Project

General

Profile

action #116848

Ensure kdump is enabled and working on all OSD machines

Added by nicksinger 2 months ago. Updated about 1 month ago.

Status:
Resolved
Priority:
Normal
Assignee:
Target version:
Start date:
2022-09-20
Due date:
2022-10-25
% Done:

0%

Estimated time:

Description

Observation

With https://gitlab.suse.de/openqa/salt-states-openqa/-/merge_requests/733 we introduce automatic reboots on all machines if the kernel panics. This could hide away problems. Therefore we should make sure to enable kdump on all machines to get reports if the kernel panics and fix the underlying problem. Rebooting should just be a workaround not the solution.

Acceptance Criteria


Related issues

Related to openQA Infrastructure - action #116722: openqa.suse.de is not reachable 2022-09-18, no ping response, postgreSQL OOM and kernel panics size:MBlocked2022-09-182023-01-20

History

#1 Updated by nicksinger 2 months ago

  • Description updated (diff)

#2 Updated by nicksinger 2 months ago

  • Description updated (diff)

#3 Updated by okurz 2 months ago

  • Related to action #116722: openqa.suse.de is not reachable 2022-09-18, no ping response, postgreSQL OOM and kernel panics size:M added

#4 Updated by okurz 2 months ago

  • Target version set to Ready

Fully agreeing. I mentioned enabling kdump in #116722 already

#5 Updated by okurz 2 months ago

  • Status changed from New to Feedback
  • Assignee set to okurz

#6 Updated by okurz about 2 months ago

  • Status changed from Feedback to New
  • Assignee deleted (okurz)

MR merged. Testing out kdump by triggering a crash. On openqaworker12 did echo c > /proc/sysrq-trigger. On IPMI SOL we could monitor that the crashkernel boots and writes dump and log files to /kdump/mnt/var/crash/ so we should be able to find the stuff in the root file system later in /var/crash. But then an error occurred:

INFO: Email failed: SMTP server not reachable

We could not find helpful messages in the logfile which would tell us where the problem lies. So email sending needs to be investigated.

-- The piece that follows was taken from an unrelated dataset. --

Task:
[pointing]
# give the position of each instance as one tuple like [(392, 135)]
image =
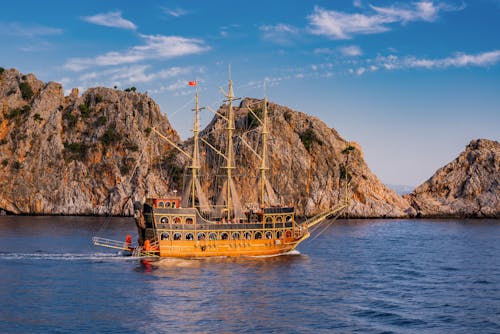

Also after reboot kdump services fail e.g. on backup.qa.suse.de as the crashkernel boot parameter is missing. Likely it was never enabled on installation. But we can move the corresponding part in salt that sets this boot parameter also to the kdump state.

#7 Updated by mkittler about 2 months ago

  • Status changed from New to In Progress
  • Assignee set to mkittler

Now related systemd units are failing:

martchus@openqa:~> sudo systemctl status kdump
× kdump.service - Load kdump kernel and initrd
     Loaded: loaded (/usr/lib/systemd/system/kdump.service; enabled; vendor preset: disabled)
     Active: failed (Result: exit-code) since Sun 2022-10-09 03:32:57 CEST; 1 day 8h ago
    Process: 1184 ExecStart=/usr/lib/kdump/load.sh --update (code=exited, status=1/FAILURE)
   Main PID: 1184 (code=exited, status=1/FAILURE)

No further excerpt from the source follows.